ちょっとややこしいのですが、「奇種」は「大紅袍」「水仙」「肉桂」以外の『その他』という意味で広義に使われる事もあれば、武夷山野生在来種の総称として使われる場合もあり、「奇種」「単叢奇種」「名叢奇種」「名種」という岩茶の分類方法の一つにも使われます。他にも様々な分類法に使われる言葉なのですが、今から飲む「奇種」は野生有機の岩茶で、品種名が「奇種」だという事です。2012年のお茶。祝先生が大事に取っておいたものを分けてくれました。
しっかり目の焙煎。中火と足火の間くらいでしょうか。 4年近く経つので火香は落ち着いています。
一煎目でまず感じるのは干し草のようなちょっとひなびた香り。以前に扱っていた老水仙のような、どこか懐かしい記憶を呼び覚ますような香りです。甘みは強くありません。というか、ほとんど主張してきません。華やかさともフルーティともあまり縁が無く、それでいてしっかりとお茶らしさの余韻が残るお茶です。

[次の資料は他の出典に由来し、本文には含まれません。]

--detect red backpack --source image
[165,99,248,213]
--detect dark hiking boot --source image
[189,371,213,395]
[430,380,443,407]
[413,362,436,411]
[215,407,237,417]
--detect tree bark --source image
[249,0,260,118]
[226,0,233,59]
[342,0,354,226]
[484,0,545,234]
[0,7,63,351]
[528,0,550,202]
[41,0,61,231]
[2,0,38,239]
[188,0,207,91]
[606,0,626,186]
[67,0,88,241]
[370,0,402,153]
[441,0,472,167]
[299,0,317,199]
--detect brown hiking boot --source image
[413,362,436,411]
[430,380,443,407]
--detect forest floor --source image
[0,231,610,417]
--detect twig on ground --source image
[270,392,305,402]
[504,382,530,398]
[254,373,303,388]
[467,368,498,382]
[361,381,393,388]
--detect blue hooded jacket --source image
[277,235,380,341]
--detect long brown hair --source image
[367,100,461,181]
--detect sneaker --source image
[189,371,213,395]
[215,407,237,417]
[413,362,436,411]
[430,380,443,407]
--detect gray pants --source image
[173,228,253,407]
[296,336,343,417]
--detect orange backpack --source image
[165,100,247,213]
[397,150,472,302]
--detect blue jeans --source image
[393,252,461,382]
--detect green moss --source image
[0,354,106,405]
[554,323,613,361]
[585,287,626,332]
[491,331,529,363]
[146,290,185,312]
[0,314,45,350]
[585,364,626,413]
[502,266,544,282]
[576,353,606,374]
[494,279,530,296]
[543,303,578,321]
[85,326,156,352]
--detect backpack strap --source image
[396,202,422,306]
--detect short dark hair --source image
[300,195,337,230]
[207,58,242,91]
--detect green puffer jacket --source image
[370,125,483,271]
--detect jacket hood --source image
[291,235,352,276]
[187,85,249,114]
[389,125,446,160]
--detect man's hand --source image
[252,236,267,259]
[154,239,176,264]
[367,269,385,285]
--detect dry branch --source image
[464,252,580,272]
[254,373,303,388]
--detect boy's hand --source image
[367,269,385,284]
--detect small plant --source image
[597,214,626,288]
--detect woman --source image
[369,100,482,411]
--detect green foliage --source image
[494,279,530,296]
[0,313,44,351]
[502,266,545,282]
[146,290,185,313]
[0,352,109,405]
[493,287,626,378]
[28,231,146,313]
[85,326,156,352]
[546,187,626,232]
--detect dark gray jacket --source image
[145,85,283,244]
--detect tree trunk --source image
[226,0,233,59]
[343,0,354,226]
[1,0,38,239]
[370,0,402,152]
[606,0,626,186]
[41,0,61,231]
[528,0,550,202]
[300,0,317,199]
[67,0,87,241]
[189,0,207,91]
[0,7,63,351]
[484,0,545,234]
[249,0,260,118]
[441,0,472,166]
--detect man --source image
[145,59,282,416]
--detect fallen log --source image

ビールを飲まない方にはピンと来ないと思いますが、ベルギービールとかプレミアムモルツじゃなくて、瓶入りのラガービールみたいな感じです。そういや番頭、ビールも甘みが強いのはだいたい苦手です。
巌水仙、という番頭が好きな岩茶があります。こちらも甘みや華やかさとは無縁のお茶です。 もともと甘みというものがあまり得意でない番頭は、こういったじんわり味わい深いお茶や、上撰矮脚のようにひたすら力強い岩茶が好みです。どっしり系でも肉桂は甘みとボディの強さでちょっと飲み疲れる時があるので、同じ強いなら甘みが主張しないほうが「いっぱい飲める」のです。
上撰矮脚はいつだって美味しくて、この奇種もそれに劣らず好みでもありますが、残念ながらこの手の「甘くない」番頭好みのお茶はどうした訳かお値段もかなりの辛口です。華やかだったり甘みが強い品種に人気が集中するからでしょうか、どうしてもそっちのほうが種類も多く、沢山作られているので選択肢が多いんすね。
じゃあどうすりゃいいのよ、と言われると辛いのですが、そんな方には「人形町」がお薦めです。ボディは軽めでやや優しいブレンドの岩茶ではありますが、さっぱり感と甘みが主張しないという点では人形町は飲みやすいお茶だと思います。コストパフォーマンスは群を抜いてますし。
奇種。ちょっとですが仕入れました。